MT25408 ConnectX® Firmware fw-25408 Release Notes
[Mellanox Technologies Logo]
Revision: 2.7.000
1 Overview
These are the release notes for the ConnectX® and ConnectX® EN adapters firmware, fw-25408 Rev 2.7.000. This firmware supports the following protocols:
- InfiniBand
- Ethernet
- Fibre Channel over Ethernet (FCoE)
- Virtual Protocol Interconnect (VPI) – this capability enables ConnectX and ConnectX-2 devices to support the InfiniBand, Ethernet and DCE network standards, including auto-sensing of the network protocol to which each device port is connected.

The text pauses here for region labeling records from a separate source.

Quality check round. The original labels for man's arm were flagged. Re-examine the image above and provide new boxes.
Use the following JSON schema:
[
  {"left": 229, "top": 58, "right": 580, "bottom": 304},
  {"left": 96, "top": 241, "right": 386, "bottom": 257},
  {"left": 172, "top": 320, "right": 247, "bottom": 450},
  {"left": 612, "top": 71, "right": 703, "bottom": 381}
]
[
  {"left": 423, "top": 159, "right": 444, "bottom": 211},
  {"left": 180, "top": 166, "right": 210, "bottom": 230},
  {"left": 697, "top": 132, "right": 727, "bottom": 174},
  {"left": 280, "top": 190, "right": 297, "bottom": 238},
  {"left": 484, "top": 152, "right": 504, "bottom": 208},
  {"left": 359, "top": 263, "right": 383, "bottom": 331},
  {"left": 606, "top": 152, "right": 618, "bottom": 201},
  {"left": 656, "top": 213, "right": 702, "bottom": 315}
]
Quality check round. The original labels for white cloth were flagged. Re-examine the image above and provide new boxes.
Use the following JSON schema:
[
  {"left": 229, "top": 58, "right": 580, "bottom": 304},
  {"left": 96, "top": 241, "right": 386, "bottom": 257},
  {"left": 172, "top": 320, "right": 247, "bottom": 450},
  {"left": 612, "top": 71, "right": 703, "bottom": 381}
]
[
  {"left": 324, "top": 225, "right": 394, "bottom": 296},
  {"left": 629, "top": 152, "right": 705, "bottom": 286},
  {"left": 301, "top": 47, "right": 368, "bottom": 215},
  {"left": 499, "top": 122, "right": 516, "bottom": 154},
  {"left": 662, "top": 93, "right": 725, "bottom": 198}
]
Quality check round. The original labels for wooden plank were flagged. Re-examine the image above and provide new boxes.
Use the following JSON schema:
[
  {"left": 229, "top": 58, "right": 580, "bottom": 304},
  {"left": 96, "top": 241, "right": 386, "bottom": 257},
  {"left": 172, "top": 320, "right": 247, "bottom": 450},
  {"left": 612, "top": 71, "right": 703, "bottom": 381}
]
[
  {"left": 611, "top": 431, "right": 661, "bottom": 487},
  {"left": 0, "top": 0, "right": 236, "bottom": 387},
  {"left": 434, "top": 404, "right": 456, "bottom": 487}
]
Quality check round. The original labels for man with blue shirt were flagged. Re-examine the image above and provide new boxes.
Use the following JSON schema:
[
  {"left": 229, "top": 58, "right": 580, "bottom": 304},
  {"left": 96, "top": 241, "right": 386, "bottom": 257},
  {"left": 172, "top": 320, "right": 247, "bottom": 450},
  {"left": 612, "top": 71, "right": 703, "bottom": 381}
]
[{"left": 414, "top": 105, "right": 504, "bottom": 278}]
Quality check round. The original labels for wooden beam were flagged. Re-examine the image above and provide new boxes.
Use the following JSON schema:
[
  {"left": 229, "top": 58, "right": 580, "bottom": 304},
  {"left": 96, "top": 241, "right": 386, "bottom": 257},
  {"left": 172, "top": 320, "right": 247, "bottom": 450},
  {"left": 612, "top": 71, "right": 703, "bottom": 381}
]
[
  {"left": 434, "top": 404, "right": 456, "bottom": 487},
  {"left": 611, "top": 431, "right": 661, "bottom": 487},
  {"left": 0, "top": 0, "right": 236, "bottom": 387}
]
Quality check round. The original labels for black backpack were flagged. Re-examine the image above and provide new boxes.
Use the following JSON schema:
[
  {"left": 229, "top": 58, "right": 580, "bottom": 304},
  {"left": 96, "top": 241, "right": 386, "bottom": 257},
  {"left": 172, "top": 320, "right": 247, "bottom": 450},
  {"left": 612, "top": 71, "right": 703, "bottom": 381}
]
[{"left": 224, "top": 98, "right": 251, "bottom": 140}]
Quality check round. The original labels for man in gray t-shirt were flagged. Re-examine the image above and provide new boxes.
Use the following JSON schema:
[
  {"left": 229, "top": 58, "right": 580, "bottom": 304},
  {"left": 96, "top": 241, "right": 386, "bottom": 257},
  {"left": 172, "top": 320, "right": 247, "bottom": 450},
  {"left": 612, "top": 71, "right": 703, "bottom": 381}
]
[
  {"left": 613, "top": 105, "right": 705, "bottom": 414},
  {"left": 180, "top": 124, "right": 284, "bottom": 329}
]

This firmware supports the devices and protocols listed in Table 1. For the most updated list of adapter cards supported, visit the firmware download pages via www.mellanox.com.

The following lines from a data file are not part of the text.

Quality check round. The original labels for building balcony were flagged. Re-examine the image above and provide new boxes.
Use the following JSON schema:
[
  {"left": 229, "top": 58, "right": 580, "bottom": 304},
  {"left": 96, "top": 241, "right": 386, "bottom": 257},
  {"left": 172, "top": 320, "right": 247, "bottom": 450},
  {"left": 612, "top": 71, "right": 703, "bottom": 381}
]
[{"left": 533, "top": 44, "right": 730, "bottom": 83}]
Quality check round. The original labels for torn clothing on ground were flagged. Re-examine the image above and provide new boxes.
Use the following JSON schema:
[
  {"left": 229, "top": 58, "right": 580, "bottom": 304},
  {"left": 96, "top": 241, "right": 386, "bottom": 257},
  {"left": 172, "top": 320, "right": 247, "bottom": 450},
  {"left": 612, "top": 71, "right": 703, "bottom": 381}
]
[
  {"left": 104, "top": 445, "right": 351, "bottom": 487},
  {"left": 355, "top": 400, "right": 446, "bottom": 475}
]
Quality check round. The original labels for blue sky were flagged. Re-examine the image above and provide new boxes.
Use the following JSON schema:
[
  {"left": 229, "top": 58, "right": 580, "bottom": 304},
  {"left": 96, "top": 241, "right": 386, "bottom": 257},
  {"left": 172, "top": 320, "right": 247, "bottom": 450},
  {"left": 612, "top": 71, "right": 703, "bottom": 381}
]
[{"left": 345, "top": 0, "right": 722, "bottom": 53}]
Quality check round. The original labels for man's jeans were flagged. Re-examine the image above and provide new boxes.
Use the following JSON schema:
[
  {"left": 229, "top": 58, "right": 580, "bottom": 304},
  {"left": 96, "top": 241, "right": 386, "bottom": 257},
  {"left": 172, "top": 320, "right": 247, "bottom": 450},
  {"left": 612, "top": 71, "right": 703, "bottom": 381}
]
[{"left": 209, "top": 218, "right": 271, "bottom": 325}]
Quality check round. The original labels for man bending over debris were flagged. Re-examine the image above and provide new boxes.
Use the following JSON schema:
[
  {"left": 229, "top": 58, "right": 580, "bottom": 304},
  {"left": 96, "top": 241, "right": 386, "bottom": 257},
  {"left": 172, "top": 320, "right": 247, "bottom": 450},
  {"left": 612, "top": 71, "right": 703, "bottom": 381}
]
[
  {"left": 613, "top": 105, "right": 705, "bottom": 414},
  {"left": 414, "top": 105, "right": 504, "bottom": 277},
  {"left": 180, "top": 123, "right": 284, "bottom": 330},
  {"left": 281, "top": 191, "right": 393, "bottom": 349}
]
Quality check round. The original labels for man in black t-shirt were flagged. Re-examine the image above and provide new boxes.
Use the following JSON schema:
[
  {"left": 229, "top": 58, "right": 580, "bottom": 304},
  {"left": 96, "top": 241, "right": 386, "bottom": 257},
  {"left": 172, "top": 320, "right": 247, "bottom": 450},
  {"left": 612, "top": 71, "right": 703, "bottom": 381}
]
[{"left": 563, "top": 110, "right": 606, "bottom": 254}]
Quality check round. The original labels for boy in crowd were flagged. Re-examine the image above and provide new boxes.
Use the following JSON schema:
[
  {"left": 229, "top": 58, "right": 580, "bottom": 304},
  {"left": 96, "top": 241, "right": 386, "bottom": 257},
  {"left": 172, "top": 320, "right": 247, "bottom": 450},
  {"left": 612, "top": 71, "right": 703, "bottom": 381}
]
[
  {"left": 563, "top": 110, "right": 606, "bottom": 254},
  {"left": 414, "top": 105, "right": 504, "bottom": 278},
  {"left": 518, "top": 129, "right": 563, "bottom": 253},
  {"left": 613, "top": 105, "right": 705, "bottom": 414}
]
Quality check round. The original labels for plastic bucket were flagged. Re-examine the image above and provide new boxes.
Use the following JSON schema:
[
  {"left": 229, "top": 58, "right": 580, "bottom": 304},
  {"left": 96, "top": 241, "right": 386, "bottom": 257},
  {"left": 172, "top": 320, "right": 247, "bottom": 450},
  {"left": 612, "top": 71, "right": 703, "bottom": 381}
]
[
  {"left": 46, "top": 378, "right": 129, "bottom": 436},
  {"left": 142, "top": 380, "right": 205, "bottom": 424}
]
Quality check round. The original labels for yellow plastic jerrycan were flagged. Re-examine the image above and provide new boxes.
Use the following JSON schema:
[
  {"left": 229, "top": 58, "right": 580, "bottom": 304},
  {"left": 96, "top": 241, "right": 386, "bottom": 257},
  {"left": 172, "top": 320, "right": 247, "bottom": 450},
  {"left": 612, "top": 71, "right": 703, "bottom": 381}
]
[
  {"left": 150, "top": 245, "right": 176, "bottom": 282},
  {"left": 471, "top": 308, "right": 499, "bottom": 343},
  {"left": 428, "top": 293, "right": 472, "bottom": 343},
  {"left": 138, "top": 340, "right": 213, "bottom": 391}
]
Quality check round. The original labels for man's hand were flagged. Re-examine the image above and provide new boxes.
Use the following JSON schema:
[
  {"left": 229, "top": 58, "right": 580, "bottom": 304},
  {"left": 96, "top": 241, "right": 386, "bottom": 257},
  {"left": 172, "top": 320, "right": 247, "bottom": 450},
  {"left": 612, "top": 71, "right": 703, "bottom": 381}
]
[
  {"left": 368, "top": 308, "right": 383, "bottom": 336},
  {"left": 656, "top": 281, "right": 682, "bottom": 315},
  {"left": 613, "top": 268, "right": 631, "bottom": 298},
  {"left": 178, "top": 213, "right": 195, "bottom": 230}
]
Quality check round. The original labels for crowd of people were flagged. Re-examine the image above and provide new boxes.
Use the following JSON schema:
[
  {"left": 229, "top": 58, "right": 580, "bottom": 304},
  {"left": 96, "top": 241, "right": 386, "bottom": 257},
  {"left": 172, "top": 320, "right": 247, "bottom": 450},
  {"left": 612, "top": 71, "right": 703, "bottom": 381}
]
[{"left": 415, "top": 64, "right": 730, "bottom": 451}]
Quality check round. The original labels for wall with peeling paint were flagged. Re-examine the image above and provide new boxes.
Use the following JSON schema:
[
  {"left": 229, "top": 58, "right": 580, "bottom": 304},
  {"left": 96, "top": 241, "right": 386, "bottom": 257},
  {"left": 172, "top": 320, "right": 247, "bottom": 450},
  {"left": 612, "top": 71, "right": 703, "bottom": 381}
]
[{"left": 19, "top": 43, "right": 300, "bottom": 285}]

Note: After burning new firmware to an adapter card, reboot the machine so that the new firmware can take effect. If you do not reboot, you will get an error in the RUN_FW command.
Table 1: PCI Device ID
PCI Device ID (Decimal) | Device Part Number | Device Name | Supported Protocols |
---|---|---|---|
25408 | MT25408A0-FCC-SI | ConnectX, Dual Port 10Gb/s InfiniBand / 10GigE Adapter IC with PCIe 2.0 x8 2.5GT/s Interface | InfiniBand, Ethernet, FCoE, VPI |
25418 | MT25408A0-FCC-DI | ConnectX, Dual Port 20Gb/s InfiniBand / 10GigE Adapter IC with PCIe 2.0 x8 2.5GT/s Interface | |
26418 | MT25408A0-FCC-GI | ConnectX, Dual Port 20Gb/s InfiniBand / 10GigE Adapter IC with PCIe 2.0 x8 5.0GT/s Interface | |
26428 | MT25408A0-FCC-QI | ConnectX, Dual Port 40Gb/s InfiniBand / 10GigE Adapter IC with PCIe 2.0 x8 5.0GT/s Interface | |
25448 | MT25448A0-FCC-SE | ConnectX EN, Dual Port 10GigE Adapter IC with PCIe 2.0 x8 2.5GT/s Interface | Ethernet |
26448 | MT26448A0-FCC-TE | ConnectX EN, Dual Port 10GigE Adapter IC with PCIe 2.0 x8 2.5GT/s Interface |
The document consists of the following sections:
- "Revision Compatibility" (page 4)
- "Changes & Major New Features" (page 4)
- "Bug Fixes" (page 4)
- "Known Issues" (page 5)
- “Creating a Device Configuration (.ini) File" (page 6)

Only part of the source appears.